I then turned to Kathleen and said, “I don’t want to put the tent back up on the ridge. I’m worried about it holding up against this wind. We should put the tent on the beach, where we have a little more protection.”
“But it’s wet on the beach.”
“It’s a little bit drier over there, right up against the bank.”
But we didn’t get the tent set up before being absolutely drenched by a sudden downpour. This was bad. We crawled into the tent just before lightning cracked menacingly close above our heads. We both jumped, as best one can jump from a sitting position. Kathleen began to cry softly.
Lightning and thunder rolled across the Barren Grounds for the next few hours. At 5:30 p.m. we heard the float plane returning. It buzzed the tent low overhead and flew away to the west, likely returning to Yellowknife. Water started flowing through the front vestibule, and under the front portions of the tent floor. “I’m sorry Kathleen. We should have camped up on the tundra as you suggested. But I didn’t like the wind up there.”
We needed some good news, so we called Donna, in Preeceville, at 6:45 p.m. “How is Shadow doing?”
“He’s doing great. He’s relaxing on the living room couch right now.”
That news about Shadow cheered us up quite a bit. I studied my mangled topographic map, and concluded that the island we should paddle to for Friday’s pickup was shaped like an open wishbone. I called Stephen at 6:55, who confirmed that we should head for the “wishbone” island. Rain continued to batter our beach.
At 8:10, Kathleen poured the last of our brandy. Unrelenting rain still pounded our beleaguered position.

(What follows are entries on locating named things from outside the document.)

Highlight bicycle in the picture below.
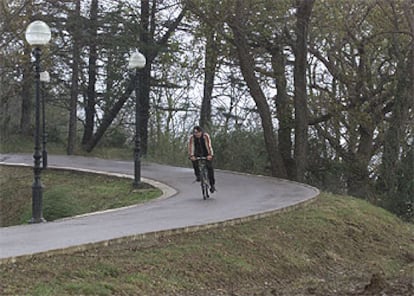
[196,157,210,200]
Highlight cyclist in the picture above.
[188,126,216,193]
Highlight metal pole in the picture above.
[42,83,47,169]
[133,69,141,189]
[29,48,45,223]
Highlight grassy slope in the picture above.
[0,194,414,296]
[0,165,162,226]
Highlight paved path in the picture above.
[0,154,319,263]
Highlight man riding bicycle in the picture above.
[188,126,216,193]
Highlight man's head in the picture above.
[193,125,203,138]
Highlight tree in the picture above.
[294,0,314,182]
[66,0,81,155]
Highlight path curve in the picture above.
[0,154,319,264]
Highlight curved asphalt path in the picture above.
[0,154,319,263]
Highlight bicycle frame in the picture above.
[196,157,210,199]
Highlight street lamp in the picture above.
[40,71,50,169]
[25,21,51,223]
[128,51,146,188]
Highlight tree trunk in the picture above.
[66,0,80,155]
[294,0,314,182]
[271,47,296,179]
[85,80,135,152]
[82,0,98,145]
[230,18,287,178]
[200,29,217,130]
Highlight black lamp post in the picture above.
[26,21,51,223]
[128,51,146,188]
[40,71,50,169]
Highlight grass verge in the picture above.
[0,166,161,227]
[0,193,414,296]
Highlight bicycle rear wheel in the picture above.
[200,167,210,200]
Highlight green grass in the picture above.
[0,166,161,226]
[0,193,414,296]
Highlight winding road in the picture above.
[0,154,319,263]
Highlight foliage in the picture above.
[0,0,414,216]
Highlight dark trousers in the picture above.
[192,160,216,186]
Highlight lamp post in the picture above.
[25,21,51,223]
[40,71,50,169]
[128,51,146,188]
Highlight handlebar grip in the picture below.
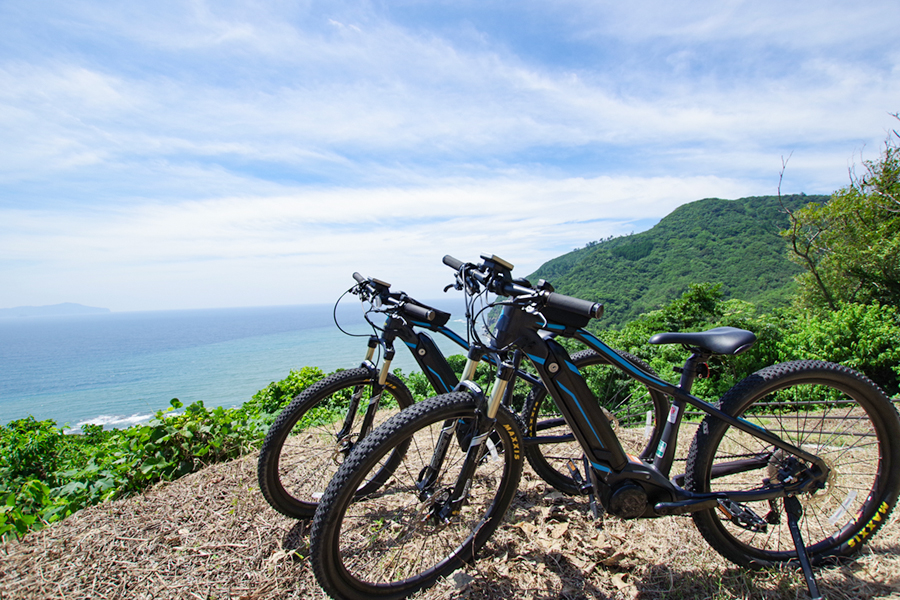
[403,302,436,322]
[444,254,466,271]
[547,292,603,319]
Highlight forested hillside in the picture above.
[529,194,828,327]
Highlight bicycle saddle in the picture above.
[649,327,756,354]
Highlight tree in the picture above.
[782,114,900,310]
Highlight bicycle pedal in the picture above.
[719,498,769,533]
[566,458,585,487]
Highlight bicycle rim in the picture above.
[259,368,412,518]
[311,393,522,600]
[687,361,900,566]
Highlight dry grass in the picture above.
[0,442,900,600]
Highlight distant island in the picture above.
[0,302,110,319]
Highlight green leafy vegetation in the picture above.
[782,123,900,310]
[0,136,900,539]
[0,367,325,538]
[529,194,828,328]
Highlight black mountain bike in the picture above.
[310,257,900,600]
[257,273,667,518]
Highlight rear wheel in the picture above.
[523,350,668,495]
[257,367,413,519]
[310,392,522,600]
[686,361,900,566]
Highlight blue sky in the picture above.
[0,0,900,310]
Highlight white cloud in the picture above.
[0,0,900,308]
[0,171,750,309]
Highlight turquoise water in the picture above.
[0,298,464,428]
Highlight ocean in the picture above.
[0,297,465,430]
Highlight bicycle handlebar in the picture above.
[443,254,603,319]
[443,254,466,271]
[546,292,603,319]
[400,302,437,322]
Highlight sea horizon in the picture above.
[0,296,472,431]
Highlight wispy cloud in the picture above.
[0,0,900,308]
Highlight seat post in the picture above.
[653,348,710,477]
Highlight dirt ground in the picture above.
[0,446,900,600]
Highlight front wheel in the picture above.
[686,361,900,567]
[257,367,413,519]
[310,392,523,600]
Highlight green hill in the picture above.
[528,194,828,327]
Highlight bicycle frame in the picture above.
[336,304,540,450]
[464,305,829,516]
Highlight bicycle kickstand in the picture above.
[784,496,825,600]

At 10:20, Kathleen began patting the tent floor. “Michael, it’s like we’re on a water bed. Look. There’s water all under the tent!” We jumped out to see that a river was literally flowing under our tent. Must be from all the water coming off the tundra ridge. We quickly unpegged the tent, and dragged it, with all its contents, back up onto the tundra ridge. It was reassuring to know that the tent didn’t leak. I was still concerned, though, about how it would fare against constant, strong winds. The downpour continued unabated throughout the night. I envied those warm, dry, snug people at the Chateau Nova Hotel in Yellowknife.
The Float Plane Appeared At 2:00 p.m.
The Float Plane Flew Away At 2:20 p.m.